Com idades entre 18 e 24 anos, os músicos entraram em estúdio em setembro do ano passado para gravar seu primeiro CD, pelo selo RecBeat de Gutie, com produção do ilustre conterrâneo Naná Vasconcelos. Com quatro percussões e apenas um instrumento harmônico, a banda foi um prato cheio para Naná. "Ele não modificou nada no nosso som, apenas acrescentou", diz Lirinha. Lançado em fevereiro passado, o disco já vendeu até agora, só no boca-a-boca, quase cinco mil cópias. "Em duas semanas, os primeiros mil CDs tinham se acabado. Semana passada, só em São Paulo, vendemos 400", conta Gutie. Aliás, quem quiser comprar Cordel do Fogo Encantado pode fazê-lo através do e-mail cordel@hotlink.com.br ou pela homepage www.recbeat.com.br.
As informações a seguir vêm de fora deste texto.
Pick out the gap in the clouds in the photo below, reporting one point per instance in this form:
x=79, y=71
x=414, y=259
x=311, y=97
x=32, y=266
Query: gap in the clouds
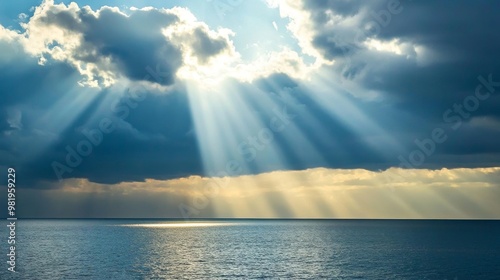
x=258, y=29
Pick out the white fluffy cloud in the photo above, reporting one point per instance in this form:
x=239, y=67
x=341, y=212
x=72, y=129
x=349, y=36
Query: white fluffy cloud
x=319, y=192
x=108, y=44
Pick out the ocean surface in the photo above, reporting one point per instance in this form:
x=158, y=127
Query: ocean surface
x=254, y=249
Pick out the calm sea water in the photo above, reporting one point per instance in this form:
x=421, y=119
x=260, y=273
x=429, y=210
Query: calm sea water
x=225, y=249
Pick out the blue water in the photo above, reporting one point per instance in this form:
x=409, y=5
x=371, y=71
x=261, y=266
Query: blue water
x=225, y=249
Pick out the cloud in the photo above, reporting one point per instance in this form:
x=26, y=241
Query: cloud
x=108, y=44
x=318, y=193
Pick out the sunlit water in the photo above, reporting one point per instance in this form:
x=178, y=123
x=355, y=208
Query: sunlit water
x=217, y=249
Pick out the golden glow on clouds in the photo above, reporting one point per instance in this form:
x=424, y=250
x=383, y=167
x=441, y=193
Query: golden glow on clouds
x=320, y=193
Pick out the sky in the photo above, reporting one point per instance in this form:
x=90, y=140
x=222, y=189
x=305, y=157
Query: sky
x=251, y=109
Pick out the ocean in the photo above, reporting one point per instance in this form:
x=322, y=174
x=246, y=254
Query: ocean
x=254, y=249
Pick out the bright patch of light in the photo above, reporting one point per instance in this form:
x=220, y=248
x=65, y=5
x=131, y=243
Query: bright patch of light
x=178, y=225
x=392, y=46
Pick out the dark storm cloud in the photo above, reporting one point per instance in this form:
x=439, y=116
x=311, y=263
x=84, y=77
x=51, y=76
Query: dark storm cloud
x=458, y=42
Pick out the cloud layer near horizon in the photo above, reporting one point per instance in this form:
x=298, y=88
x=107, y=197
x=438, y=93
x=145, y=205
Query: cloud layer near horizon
x=313, y=193
x=362, y=84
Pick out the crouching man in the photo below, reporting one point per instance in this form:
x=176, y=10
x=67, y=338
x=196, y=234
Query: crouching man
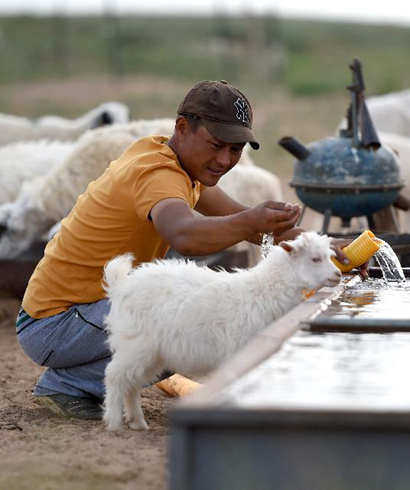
x=142, y=204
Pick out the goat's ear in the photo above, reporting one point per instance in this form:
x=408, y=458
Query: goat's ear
x=286, y=246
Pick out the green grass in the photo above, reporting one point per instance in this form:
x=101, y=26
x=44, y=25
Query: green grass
x=308, y=57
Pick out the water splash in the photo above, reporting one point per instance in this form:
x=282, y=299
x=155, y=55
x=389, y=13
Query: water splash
x=389, y=263
x=267, y=244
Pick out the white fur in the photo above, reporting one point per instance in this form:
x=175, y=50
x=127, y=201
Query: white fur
x=189, y=319
x=47, y=199
x=15, y=128
x=23, y=161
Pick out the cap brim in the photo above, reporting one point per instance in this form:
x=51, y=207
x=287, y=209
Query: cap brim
x=231, y=133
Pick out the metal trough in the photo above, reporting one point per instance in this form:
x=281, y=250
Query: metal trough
x=328, y=411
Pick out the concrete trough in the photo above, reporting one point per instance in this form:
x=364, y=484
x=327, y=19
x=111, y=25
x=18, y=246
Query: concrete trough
x=299, y=410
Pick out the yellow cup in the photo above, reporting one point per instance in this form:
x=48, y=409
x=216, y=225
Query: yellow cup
x=359, y=251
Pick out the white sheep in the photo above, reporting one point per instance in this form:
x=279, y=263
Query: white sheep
x=15, y=128
x=46, y=200
x=23, y=161
x=189, y=319
x=390, y=113
x=401, y=146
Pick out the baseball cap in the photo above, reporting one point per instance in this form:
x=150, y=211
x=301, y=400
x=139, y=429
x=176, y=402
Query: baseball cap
x=225, y=111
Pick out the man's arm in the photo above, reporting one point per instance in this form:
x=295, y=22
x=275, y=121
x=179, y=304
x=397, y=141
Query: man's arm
x=189, y=234
x=215, y=202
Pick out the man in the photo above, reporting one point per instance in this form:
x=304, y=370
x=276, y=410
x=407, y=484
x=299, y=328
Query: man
x=141, y=204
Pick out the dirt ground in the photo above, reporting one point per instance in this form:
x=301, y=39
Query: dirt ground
x=39, y=450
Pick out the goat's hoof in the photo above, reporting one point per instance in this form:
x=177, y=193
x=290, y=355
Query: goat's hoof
x=139, y=425
x=111, y=427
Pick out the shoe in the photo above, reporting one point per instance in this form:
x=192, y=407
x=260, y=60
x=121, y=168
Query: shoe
x=87, y=408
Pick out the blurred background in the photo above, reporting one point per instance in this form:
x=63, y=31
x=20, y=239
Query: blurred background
x=291, y=59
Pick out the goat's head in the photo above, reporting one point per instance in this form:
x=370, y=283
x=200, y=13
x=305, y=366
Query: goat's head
x=311, y=254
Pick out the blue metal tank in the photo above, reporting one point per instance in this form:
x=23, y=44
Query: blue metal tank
x=351, y=175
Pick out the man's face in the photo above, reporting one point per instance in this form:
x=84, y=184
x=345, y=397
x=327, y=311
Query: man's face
x=204, y=157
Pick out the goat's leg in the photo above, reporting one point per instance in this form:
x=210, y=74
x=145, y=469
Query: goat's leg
x=116, y=386
x=135, y=415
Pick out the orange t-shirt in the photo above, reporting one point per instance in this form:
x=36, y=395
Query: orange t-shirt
x=109, y=219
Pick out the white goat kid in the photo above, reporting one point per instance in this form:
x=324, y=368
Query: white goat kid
x=189, y=319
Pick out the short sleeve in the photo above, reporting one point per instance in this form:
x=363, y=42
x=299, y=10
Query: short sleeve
x=160, y=182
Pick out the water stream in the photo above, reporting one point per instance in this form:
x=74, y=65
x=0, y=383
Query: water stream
x=389, y=263
x=267, y=244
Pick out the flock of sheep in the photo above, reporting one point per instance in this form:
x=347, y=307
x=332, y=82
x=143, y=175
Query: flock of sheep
x=41, y=180
x=45, y=164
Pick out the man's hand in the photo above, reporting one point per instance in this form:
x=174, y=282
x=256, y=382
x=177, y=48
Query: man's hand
x=275, y=217
x=338, y=244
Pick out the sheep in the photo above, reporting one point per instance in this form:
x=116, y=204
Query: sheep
x=15, y=128
x=46, y=200
x=401, y=146
x=23, y=161
x=390, y=113
x=163, y=314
Em suas andanças de Norte a Sul do país, o Cordel chamou a atenção de muitas pessoas. Entre elas, a atriz Leandra Leal acabou virando fã. Junto com as amigas Fernanda Boechat e Lívia Falcão, resolveu produzir dois shows do Cordel, ontem e hoje, no Teatro Rival (RJ) da mãe, Ângela Leal. "Um amigo me mostrou o CD e eu fui ver o show deles. Gostei muito dessa mistura de poesia e batucada e fiquei com vontade de revê-los", conta Leandra.

Música em construção
Lirinha tenta explicar a razão do sucesso do Cordel: "A gente procura fazer uma música mais inovadora e menos celebratória." Emerson vai adiante: "A nossa música ainda está em construção, não cabe em rótulos, não é parecida com nada." Ele rejeita as influências que normalmente são associadas à banda. "O Mestre Ambrósio é mais música do litoral e da Zona da Mata. Já o Quinteto Violado bebeu nas mesmas fontes que a gente, só que tem uma visão mais armorial, presa às tradições."
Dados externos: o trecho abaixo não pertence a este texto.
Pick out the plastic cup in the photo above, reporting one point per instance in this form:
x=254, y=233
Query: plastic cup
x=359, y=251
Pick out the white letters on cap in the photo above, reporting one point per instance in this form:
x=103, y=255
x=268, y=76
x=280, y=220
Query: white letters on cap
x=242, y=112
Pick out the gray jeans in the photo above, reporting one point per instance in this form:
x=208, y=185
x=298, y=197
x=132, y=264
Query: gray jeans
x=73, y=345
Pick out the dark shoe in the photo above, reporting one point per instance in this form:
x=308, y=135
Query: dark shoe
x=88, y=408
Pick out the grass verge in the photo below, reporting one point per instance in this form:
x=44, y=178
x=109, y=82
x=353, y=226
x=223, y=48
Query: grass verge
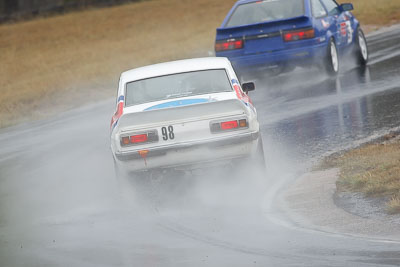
x=373, y=169
x=52, y=64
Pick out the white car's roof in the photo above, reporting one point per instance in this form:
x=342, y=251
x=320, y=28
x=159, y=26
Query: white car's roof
x=172, y=67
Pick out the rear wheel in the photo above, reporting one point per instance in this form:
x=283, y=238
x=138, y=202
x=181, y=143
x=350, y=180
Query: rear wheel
x=361, y=48
x=331, y=61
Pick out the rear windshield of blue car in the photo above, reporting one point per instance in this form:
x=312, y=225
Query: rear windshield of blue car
x=264, y=11
x=176, y=86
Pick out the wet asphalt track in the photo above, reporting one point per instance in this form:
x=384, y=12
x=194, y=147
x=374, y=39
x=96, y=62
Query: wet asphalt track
x=59, y=201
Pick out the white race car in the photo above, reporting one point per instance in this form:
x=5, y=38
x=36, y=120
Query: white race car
x=185, y=114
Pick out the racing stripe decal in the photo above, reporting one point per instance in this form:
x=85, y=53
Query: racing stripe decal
x=179, y=103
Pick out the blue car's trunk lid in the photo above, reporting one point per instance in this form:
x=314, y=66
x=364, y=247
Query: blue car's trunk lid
x=261, y=37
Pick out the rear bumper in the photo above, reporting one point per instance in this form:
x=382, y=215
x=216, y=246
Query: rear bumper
x=297, y=56
x=186, y=155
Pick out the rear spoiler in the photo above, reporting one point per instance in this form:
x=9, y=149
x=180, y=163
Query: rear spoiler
x=224, y=33
x=183, y=113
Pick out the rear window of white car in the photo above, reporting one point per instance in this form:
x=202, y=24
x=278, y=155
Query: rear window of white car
x=177, y=85
x=263, y=11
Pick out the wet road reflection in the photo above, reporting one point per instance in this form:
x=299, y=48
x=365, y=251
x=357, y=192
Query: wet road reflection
x=317, y=117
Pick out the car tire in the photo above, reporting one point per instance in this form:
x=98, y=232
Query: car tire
x=361, y=48
x=331, y=61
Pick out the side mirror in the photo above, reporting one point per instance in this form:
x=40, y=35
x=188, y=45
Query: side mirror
x=346, y=7
x=247, y=87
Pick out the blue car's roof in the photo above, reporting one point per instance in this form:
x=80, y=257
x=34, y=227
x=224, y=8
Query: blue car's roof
x=240, y=2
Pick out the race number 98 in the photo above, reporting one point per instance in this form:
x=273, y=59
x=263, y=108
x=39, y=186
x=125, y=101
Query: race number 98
x=168, y=133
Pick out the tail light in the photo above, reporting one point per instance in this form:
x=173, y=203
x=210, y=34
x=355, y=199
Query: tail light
x=302, y=34
x=139, y=138
x=228, y=45
x=229, y=125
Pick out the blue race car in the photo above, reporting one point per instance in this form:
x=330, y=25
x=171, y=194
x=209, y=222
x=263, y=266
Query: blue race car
x=286, y=33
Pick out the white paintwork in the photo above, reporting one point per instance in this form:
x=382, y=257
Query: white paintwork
x=191, y=123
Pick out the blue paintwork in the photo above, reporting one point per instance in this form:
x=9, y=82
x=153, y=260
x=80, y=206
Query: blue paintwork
x=179, y=103
x=258, y=53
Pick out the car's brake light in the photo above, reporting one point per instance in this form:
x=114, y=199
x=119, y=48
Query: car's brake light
x=229, y=125
x=302, y=34
x=228, y=45
x=139, y=138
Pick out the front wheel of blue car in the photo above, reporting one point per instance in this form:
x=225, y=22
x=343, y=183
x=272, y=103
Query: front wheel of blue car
x=361, y=48
x=332, y=59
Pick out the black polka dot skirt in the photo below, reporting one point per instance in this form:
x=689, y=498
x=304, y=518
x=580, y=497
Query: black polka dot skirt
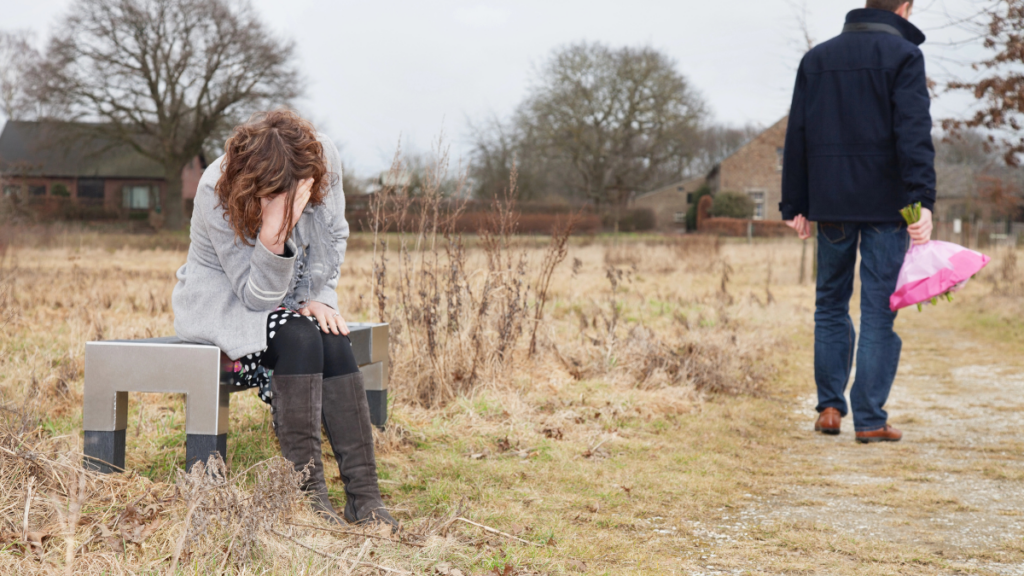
x=250, y=371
Por sinal, depois do trabalho com Naná Vasconcelos, a banda foi se abrindo cada vez mais para a tecnologia. Clayton já usa um violão cheio de efeitos eletrônicos e, em breve, o Cordel carregará para o palco um sampler. "Naná sempre diz que a tradição limita a criatividade do músico. Com um sampler na mão vão surgir coisas", espera Emerson. Mas ele acredita que, mesmo sem a tecnologia, a música que o Cordel faz já pode ser considerada futurista. "Tem uma frase de Chico Science da qual a gente gosta muito: ‘Modernizar o passado é uma evolução musical’", cita.

Presença forte na música do Cordel, o sertão também está representado em suas letras. "Elas falam do que se vive na região da gente. De como é importante chover para modificar a vida", diz Lirinha, chamando a atenção para a herança dos profetas e dos conselheiros, "a anunciação do fim da escuridão". Na música Chover (Ou Invocação Para um Dia Líquido), está dito: "Meu povo não vá simbora/ Pela Itapemirim/ Pois mesmo perto do fim/ Nosso sertão tem melhora." Os músicos, de qualquer forma, há muito caíram na estrada. No exterior, eles sabem que vão contar mais com o groove do que com os elementos teatrais. E ao vivo, a pancada do Cordel pode ser mais forte que muito rock’n roll. "A gente chegou falando forte e pisando firme!", anima-se Lirinha.